You are not here to satisfy your family. "People who settle this way, usually rationalize that maybe they are being too picky," says Hector. "And when they reconsider their assessment they do not believe their choice of a partner was influenced by others; they believe it was their own decision."

Mr. Maybe Mistake 5: "He's financially stable."

Melanie, 25, a real estate agent, is engaged to Allan, 30. "I can't wait to marry him," she says now. Never mind that Allan is prone to jealous rages and constantly loses his temper. "Ganyan talaga, okay lang 'yan," says Melanie. "As long as he provides for me as a husband, pwede na siya."

Some women believe that a Prince Charming is out there to save us from our financial woes. Hence, we don't think twice about "marrying up." "Young women without economic resources see this as a way to acquire the financial stability they cannot get alone," says Cooper.

"Getting into a relationship for security reasons is just one of the many blunders that men and women make when it comes to choosing a partner," says Henry Krakow, PhD. "That relationship is a time bomb waiting to explode—whether it takes months or years. A relationship based on convenience just never works."

Mr. Maybe Mistake 6: "I don't want to be alone."

Women are terrified of being alone, says Nancy Good, author of How to Live with the Difficult Man You Love. Cooper agrees, "Many women believe they are nothing without a man." Others think that having a boyfriend or gaining the title of "Mrs." will make life easier and happier. "In spite of their careers, education, and financial success, these women often believe that without a man they are complete failures," she adds.

Betty Friedan, author of The Feminine Mystique, says that the reason women are often drawn to coupledom is that "the security of togetherness" is just too tempting to pass up.

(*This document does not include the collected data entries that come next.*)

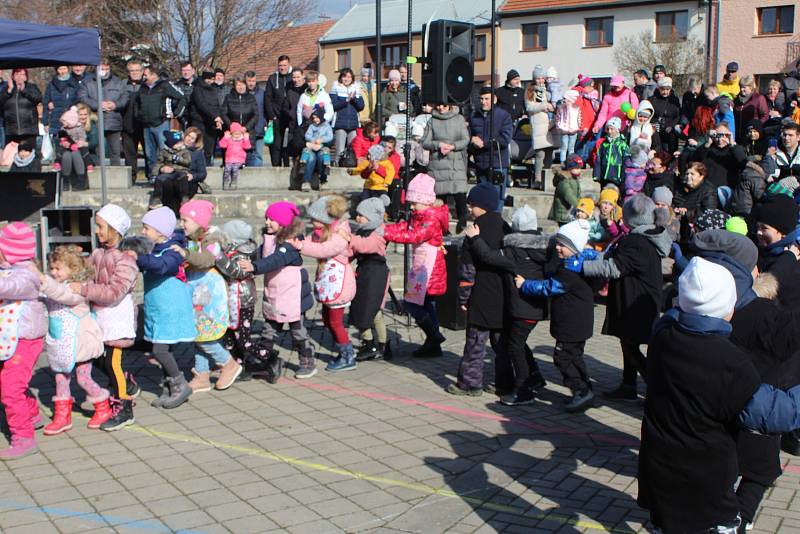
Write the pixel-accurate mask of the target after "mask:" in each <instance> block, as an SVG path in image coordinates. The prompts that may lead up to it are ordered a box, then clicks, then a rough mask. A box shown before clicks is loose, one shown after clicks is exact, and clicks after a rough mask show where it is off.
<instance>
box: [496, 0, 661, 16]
mask: <svg viewBox="0 0 800 534" xmlns="http://www.w3.org/2000/svg"><path fill="white" fill-rule="evenodd" d="M631 3H635V2H633V1H632V0H600V1H598V0H506V1H505V2H504V3H503V5H502V6H500V9H498V11H499V12H500V13H513V12H528V11H540V10H541V11H555V10H559V9H580V8H582V7H586V8H593V7H598V6H603V7H608V6H610V5H614V4H620V5H624V4H631ZM639 3H648V2H647V1H642V2H639Z"/></svg>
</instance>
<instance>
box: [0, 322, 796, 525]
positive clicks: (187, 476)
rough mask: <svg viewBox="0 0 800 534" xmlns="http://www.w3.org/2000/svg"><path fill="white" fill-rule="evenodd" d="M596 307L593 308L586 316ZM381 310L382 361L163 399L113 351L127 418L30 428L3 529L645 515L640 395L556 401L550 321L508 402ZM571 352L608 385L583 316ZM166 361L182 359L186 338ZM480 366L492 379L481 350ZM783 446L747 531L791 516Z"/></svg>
mask: <svg viewBox="0 0 800 534" xmlns="http://www.w3.org/2000/svg"><path fill="white" fill-rule="evenodd" d="M603 313H604V312H603V310H602V308H598V311H597V319H596V327H597V328H598V329H599V326H600V325H601V324H602V317H603ZM309 317H310V318H311V319H312V320H313V321H309V322H313V326H312V328H311V331H312V333H313V335H314V337H315V339H316V340H317V342H318V345H319V346H320V354H321V358H322V359H323V360H324V359H327V357H328V355H329V354H331V352H332V351H331V348H332V346H333V343H332V340H331V338H330V336H329V335H325V334H324V333H323V329H322V327H321V323H320V321H319V313H318V310H317V309H315V310H313V313H312V314H309ZM387 317H388V323H389V327H390V331H391V336H392V340H393V343H394V346H395V353H396V355H397V356H396V357H395V359H393V360H392V361H389V362H369V363H363V364H360V365H359V367H358V369H357V370H355V371H352V372H346V373H338V374H331V373H326V372H324V371H321V372H320V373H319V374H318V375H317V376H315V377H313V378H312V379H310V380H306V381H298V380H295V379H294V378H292V375H293V373H292V372H291V370H290V371H289V373H288V374H287V376H285V377H284V378H282V379H281V380H280V382H279V383H278V384H276V385H269V384H266V383H265V382H263V381H260V380H252V381H248V382H240V383H237V384H235V385H234V387H232V388H231V389H229V390H227V391H224V392H211V393H203V394H197V395H195V396H193V397H192V398H191V399H190V400H189V402H188V403H187V404H185V405H184V406H182V407H180V408H178V409H176V410H171V411H163V410H157V409H155V408H151V407H150V406H149V402H150V400H152V399H153V397H154V396H155V395H156V392H157V390H158V386H157V381H158V377H159V375H160V373H159V371H158V370H157V369H156V368H155V367H154V366H153V365H151V364H150V363H148V361H147V358H146V357H144V356H143V355H140V354H134V355H132V356H130V357H129V358H128V360H126V362H125V366H126V368H128V369H130V370H133V371H134V372H135V373H136V375H137V377H138V378H139V382H140V384H141V385H142V386H143V389H144V393H143V394H142V396H141V397H140V398H139V400H138V402H137V406H136V418H137V424H136V425H134V426H131V427H128V428H127V429H125V430H121V431H118V432H114V433H104V432H101V431H91V430H88V429H86V428H85V419H82V418H80V417H76V418H75V427H74V428H73V429H72V430H71V431H69V432H68V433H66V434H62V435H59V436H54V437H44V436H41V434H40V433H39V435H38V436H37V437H38V439H39V444H40V451H41V452H40V453H39V454H35V455H33V456H30V457H28V458H24V459H22V460H18V461H16V462H14V463H9V464H5V465H3V464H0V531H1V532H3V533H4V534H16V533H23V532H31V533H35V534H45V533H49V532H59V533H66V532H92V533H94V532H121V533H142V532H156V533H157V532H184V533H209V534H210V533H216V532H233V533H250V532H253V533H255V532H290V533H314V534H319V533H335V532H375V533H396V532H422V533H436V532H453V533H464V534H466V533H484V532H510V533H515V532H517V533H530V532H564V533H566V532H615V533H624V532H645V531H647V523H646V519H647V514H646V513H645V512H644V511H642V510H640V509H639V508H638V507H637V505H636V501H635V495H636V491H637V487H636V479H635V475H636V462H637V447H638V436H639V427H640V418H641V415H642V407H641V405H640V404H636V403H633V404H627V405H626V404H617V405H603V404H601V403H599V402H598V405H597V407H595V408H592V409H590V410H588V411H587V412H586V413H585V414H581V415H568V414H565V413H564V412H563V410H562V408H561V401H562V400H563V399H564V398H565V397H566V390H565V389H564V388H563V387H562V386H561V385H560V382H559V379H558V375H557V371H556V370H555V369H554V367H553V365H552V363H551V360H550V355H551V349H552V345H553V340H552V338H551V337H550V336H549V335H548V332H547V324H541V325H539V326H538V327H537V328H536V329H535V331H534V333H533V334H532V335H531V337H530V339H529V343H530V346H531V347H532V348H533V350H534V352H535V354H536V357H537V359H538V361H539V363H540V365H541V366H542V369H543V371H544V372H545V375H546V377H547V379H548V381H549V384H548V386H547V388H546V390H545V391H544V392H543V393H542V394H541V396H540V398H539V399H537V401H536V403H535V404H534V405H532V406H523V407H506V406H502V405H500V404H499V403H498V402H497V398H496V397H494V396H492V395H488V394H484V395H483V396H482V397H477V398H463V397H453V396H450V395H448V394H446V393H445V392H444V391H443V387H444V386H446V385H447V384H449V383H450V382H452V381H453V380H454V378H455V372H456V370H457V366H458V358H459V357H460V354H461V350H462V348H463V342H464V333H463V332H451V331H445V333H446V335H447V338H448V340H447V343H446V344H445V349H446V354H445V356H444V357H442V358H436V359H431V360H425V361H419V360H415V359H413V358H411V357H410V350H411V347H412V345H413V344H415V343H418V342H419V341H420V333H419V332H418V331H417V330H416V329H415V328H409V327H408V326H407V325H406V321H405V318H404V317H401V316H397V315H394V314H391V313H389V314H387ZM289 346H290V339H289V336H288V334H287V333H284V334H283V337H282V348H281V352H282V355H283V356H285V357H287V358H288V359H289V362H290V366H291V367H295V366H296V364H297V356H296V355H295V354H292V353H290V351H289ZM586 353H587V363H588V367H589V371H590V373H591V376H592V378H593V380H594V383H595V390H596V391H599V390H603V389H605V388H608V387H611V386H614V385H615V384H616V382H617V380H618V379H619V377H620V365H621V358H620V354H619V348H618V345H617V343H615V340H614V339H613V338H609V337H605V336H601V335H600V334H599V332H598V333H597V334H596V335H595V337H594V338H592V339H591V340H590V341H589V342H588V343H587V347H586ZM490 355H491V352H489V354H488V356H490ZM44 361H45V358H42V359H41V361H40V365H39V367H38V368H37V371H36V374H35V376H34V379H33V382H32V389H33V390H34V392H36V393H37V394H38V395H39V398H40V399H41V401H42V404H43V406H44V407H43V413H44V414H45V416H46V417H47V416H49V413H50V409H51V403H50V397H51V396H52V394H53V388H54V386H53V377H52V375H51V373H50V371H49V370H48V369H47V368H46V366H45V364H44ZM180 361H181V362H182V364H183V368H184V369H189V368H190V367H191V360H190V354H186V355H183V357H182V358H181V360H180ZM322 366H324V362H322ZM485 374H486V376H485V381H486V382H489V381H491V375H492V366H491V359H490V358H489V357H487V361H486V373H485ZM74 393H75V394H76V397H77V398H78V400H80V401H83V400H84V399H83V393H82V392H78V391H76V390H74ZM84 406H86V407H89V408H91V407H90V406H88V405H86V404H85V403H84ZM77 410H78V408H77V403H76V413H77ZM85 413H88V412H85ZM0 442H2V440H0ZM0 445H4V442H3V443H0ZM782 460H783V463H785V464H786V465H787V469H786V471H785V473H784V475H783V476H782V477H781V478H780V479H779V480H778V482H777V485H776V486H775V487H774V488H772V489H771V490H770V491H769V492H768V494H767V496H766V499H765V501H764V503H763V506H762V509H761V511H760V515H759V517H758V518H757V521H756V530H755V531H754V532H757V533H758V532H779V531H780V532H791V531H794V532H798V531H800V512H799V511H798V510H800V506H798V505H799V504H800V502H798V492H797V488H798V478H799V477H800V461H797V460H796V459H794V458H792V457H789V456H784V457H783V458H782Z"/></svg>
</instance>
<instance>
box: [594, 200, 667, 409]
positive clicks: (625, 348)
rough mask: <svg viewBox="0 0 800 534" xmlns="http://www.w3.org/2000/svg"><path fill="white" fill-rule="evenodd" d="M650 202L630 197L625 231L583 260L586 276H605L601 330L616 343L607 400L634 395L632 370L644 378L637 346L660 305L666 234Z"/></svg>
mask: <svg viewBox="0 0 800 534" xmlns="http://www.w3.org/2000/svg"><path fill="white" fill-rule="evenodd" d="M654 212H655V204H654V203H653V201H652V200H651V199H650V198H649V197H647V196H645V195H643V194H641V193H640V194H637V195H634V196H632V197H631V198H629V199H628V200H627V202H625V204H624V205H623V206H622V218H623V220H624V221H625V225H626V226H627V227H628V228H630V233H628V234H625V235H624V236H623V237H621V238H620V239H618V240H617V241H616V242H615V243H614V244H613V245H611V247H610V248H609V249H608V251H607V252H606V253H605V255H604V256H603V258H602V259H597V260H591V261H586V262H584V263H583V273H584V275H586V276H589V277H598V278H608V279H609V280H610V281H609V284H608V301H607V304H606V320H605V322H604V323H603V333H604V334H606V335H609V336H615V337H617V338H619V341H620V346H621V348H622V358H623V367H622V383H621V384H620V385H619V386H618V387H617V388H616V389H614V390H612V391H609V392H606V393H604V394H603V396H604V397H605V398H606V399H610V400H636V398H637V392H636V375H637V373H639V374H641V375H642V378H643V379H645V380H646V379H647V377H646V369H645V357H644V354H642V351H641V350H640V348H639V347H640V346H641V345H645V344H647V343H648V341H649V339H650V333H651V332H652V330H653V323H655V321H656V319H658V315H659V312H660V310H661V302H662V298H661V288H662V286H663V283H664V280H663V276H662V274H661V258H665V257H667V256H668V255H669V253H670V249H671V246H672V237H671V236H670V234H669V232H668V231H667V230H666V229H664V228H661V227H657V226H655V219H654Z"/></svg>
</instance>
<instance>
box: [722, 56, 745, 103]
mask: <svg viewBox="0 0 800 534" xmlns="http://www.w3.org/2000/svg"><path fill="white" fill-rule="evenodd" d="M738 73H739V64H738V63H736V62H735V61H731V62H730V63H728V64H727V65H726V66H725V76H723V77H722V81H721V82H719V83H717V91H719V94H722V93H728V94H729V95H731V98H736V97H737V96H738V95H739V91H740V90H741V89H740V87H739V74H738Z"/></svg>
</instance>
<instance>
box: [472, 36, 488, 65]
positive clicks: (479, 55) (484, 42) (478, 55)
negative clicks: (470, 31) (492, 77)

"Loneliness is another culprit that drives us to seek unsatisfying relationships that end disastrously," says Krakow. "We have all been lonely at some point in life so you know what it can do to you."

The fear of spending your whole life without someone can consume you and drive you to make a decision to stay and stick it out in a bad relationship. Or, it can lead you to choose to be in a relationship with someone totally wrong for you. Add your biological clock into the picture and being with someone almost transforms into a desperate need. "The worst thing about it is that it can drive you to make choices that are bound to cause you pain and heartache in the long run," says Krakow.

Learn to be happy solo and take care of your health—and that includes being in a relationship that you want and derive true happiness from.